Roach: Time is ticking for people to act
There are many reasons to believe climate change
The lightning and thunder arrived after midnight. Then torrents of autumn rain.
At dawn, with coffee cup in hand I move to the picture window to gaze upon the lake, a meditation common to folks who escape to the sanctuary of the natural world.
Then to my wondering eyes was made clear, the rising waters removing our brand-new pier. Our little lake, historically high after being historically low, was lifting the cedar sections from their moorings and sending them floating away, as if to say, “Sure, I’m beautiful. But I can mess with you anytime I choose.”
Setting down the coffee cup, I hear a newscast about North American ornithologists declaring that our continent has lost more than 3 billion birds over the last 50 years. That’s BILLION. And not just the obscure, already near extinction species, but your run-of-the-mill sparrows and blackbirds. Ken Rosenberg, a scientist from the mecca of ornithology, Cornell University, described the trend in two words: “It’s staggering.”
Five minutes later I read that dengue fever, a malady common in the tropics, is projected to continue to spread in the United States as far north as St. Louis. Warming trends are apparently giving dengue-carrying mosquitoes a bigger field in which to play. Imagine a starting pitcher for the Cardinals being scratched because of dengue fever.
Right about now is when you hear the climate deniers rev up their rhetorical machinery. Their braying is proudly ignorant while at the same time sadly gullible.
All this fuels an apocalyptic vibe in our world culture. Maybe that’s why I’ve had an impulse to buy flint fire starters, solar battery chargers and water purifying drinking straws. It’s only a matter of time before I purchase canned goods and a scatter gun.
I recently read two books about climate change. The first was a gripping tale: “The Rise and Fall of the Dinosaurs” by Steve Brusatte. The other was a stunner: “The Ends of the World” by Peter Brannen. The Brannen book details his global travel to investigate the sites that tell of Earth’s five extinction events, when a huge percentage of Earth’s species perished, never to return.

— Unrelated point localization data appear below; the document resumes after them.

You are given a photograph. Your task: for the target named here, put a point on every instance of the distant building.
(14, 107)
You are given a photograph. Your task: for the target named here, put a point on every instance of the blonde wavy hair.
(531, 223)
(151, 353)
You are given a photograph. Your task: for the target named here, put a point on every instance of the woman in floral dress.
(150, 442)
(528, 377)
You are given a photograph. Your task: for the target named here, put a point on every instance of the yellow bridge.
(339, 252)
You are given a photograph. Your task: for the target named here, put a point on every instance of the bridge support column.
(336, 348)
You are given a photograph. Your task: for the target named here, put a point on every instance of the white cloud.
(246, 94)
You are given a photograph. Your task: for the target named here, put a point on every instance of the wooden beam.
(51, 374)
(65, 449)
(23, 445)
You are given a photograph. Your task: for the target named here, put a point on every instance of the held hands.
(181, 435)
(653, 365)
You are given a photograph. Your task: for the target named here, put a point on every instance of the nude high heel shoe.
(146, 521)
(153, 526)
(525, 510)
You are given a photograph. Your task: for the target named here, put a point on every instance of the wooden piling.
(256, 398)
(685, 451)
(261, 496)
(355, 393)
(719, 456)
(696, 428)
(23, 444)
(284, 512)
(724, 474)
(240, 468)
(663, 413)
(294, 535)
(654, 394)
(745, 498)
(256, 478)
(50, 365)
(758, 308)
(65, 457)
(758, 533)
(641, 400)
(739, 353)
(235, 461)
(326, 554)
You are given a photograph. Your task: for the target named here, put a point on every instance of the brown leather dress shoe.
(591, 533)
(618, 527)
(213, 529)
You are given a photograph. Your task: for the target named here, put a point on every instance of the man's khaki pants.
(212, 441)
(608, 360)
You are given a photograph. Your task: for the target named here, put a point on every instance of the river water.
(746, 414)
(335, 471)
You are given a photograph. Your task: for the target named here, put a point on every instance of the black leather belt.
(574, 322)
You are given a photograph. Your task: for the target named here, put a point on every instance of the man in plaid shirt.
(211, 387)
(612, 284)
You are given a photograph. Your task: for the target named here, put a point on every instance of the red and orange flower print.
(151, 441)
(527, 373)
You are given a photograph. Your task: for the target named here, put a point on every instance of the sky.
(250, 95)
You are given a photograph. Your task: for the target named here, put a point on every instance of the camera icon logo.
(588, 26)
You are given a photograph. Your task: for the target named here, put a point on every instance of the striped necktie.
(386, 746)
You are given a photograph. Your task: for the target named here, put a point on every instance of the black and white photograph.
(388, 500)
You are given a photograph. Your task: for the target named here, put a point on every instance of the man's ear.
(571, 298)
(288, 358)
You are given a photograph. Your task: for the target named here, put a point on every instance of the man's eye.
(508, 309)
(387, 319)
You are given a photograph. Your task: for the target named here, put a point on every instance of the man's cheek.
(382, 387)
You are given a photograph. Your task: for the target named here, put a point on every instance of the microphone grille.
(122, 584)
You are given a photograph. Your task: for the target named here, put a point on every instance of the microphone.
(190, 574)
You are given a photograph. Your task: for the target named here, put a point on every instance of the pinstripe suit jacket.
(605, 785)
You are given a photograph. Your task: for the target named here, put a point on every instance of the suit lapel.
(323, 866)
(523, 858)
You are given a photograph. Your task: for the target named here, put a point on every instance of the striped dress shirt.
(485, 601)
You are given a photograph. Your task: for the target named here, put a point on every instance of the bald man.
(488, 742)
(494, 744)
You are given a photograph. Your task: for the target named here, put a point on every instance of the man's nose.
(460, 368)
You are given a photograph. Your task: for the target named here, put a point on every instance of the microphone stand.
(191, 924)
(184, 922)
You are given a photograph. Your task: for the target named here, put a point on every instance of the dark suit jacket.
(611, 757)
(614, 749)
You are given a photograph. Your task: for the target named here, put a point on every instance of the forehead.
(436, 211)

For those keeping score, those catastrophes were the End-Ordovician, Late Devonian, End-Permian, End-Triassic and End-Cretaceous. Each involved massive species die offs due to cataclysmic volcanoes, asteroids or tectonic shifts leading to dramatic changes in Earth’s air and water chemistry. Brannen writes of touring Colorado looking for roadside evidence of the K-T boundary — the geologic time between the Cretaceous and Tertiary periods 65.5 million years ago and the moment when the dinosaurs looked to the sky and thought, “Oh crap.”
There are many reasons to believe in the warnings of climate change. I have a personal one. When I hear climate deniers, I think of a quiet guy who sat next to me in Latin class at Madison Edgewood High School decades ago. His name was David Fahey. He was not flashy. Or a showboat, like someone else I can name. He was shy and smart in the most humble of ways. I won’t pretend that Fahey was a close friend, and I haven’t seen him since graduation, but I knew him well enough to know that he was rational and honest.
Fahey got his Bachelor of Arts in Physics here at the University of Wisconsin–Madison, then his doctorate in physics at the University of Missouri. David Fahey’s accomplishments, include co-authoring the 2007 climate science assessment that shared the Nobel Peace Prize with, among others, Albert Arnold Gore Jr.
Yeah. The Nobel Peace Prize.
A clever speaker can make you doubt anything. Many are eager to tell you why climate change isn’t real. But none of them have studied it the way Madison’s Fahey has.
The older I get the more I believe we were forged in our earliest years and our adulthood is merely variations on a theme.
And I’m here to tell you that the David Fahey I knew is exactly the kind of person you can believe when they tell you something is wrong with our world — and that it’s time to act.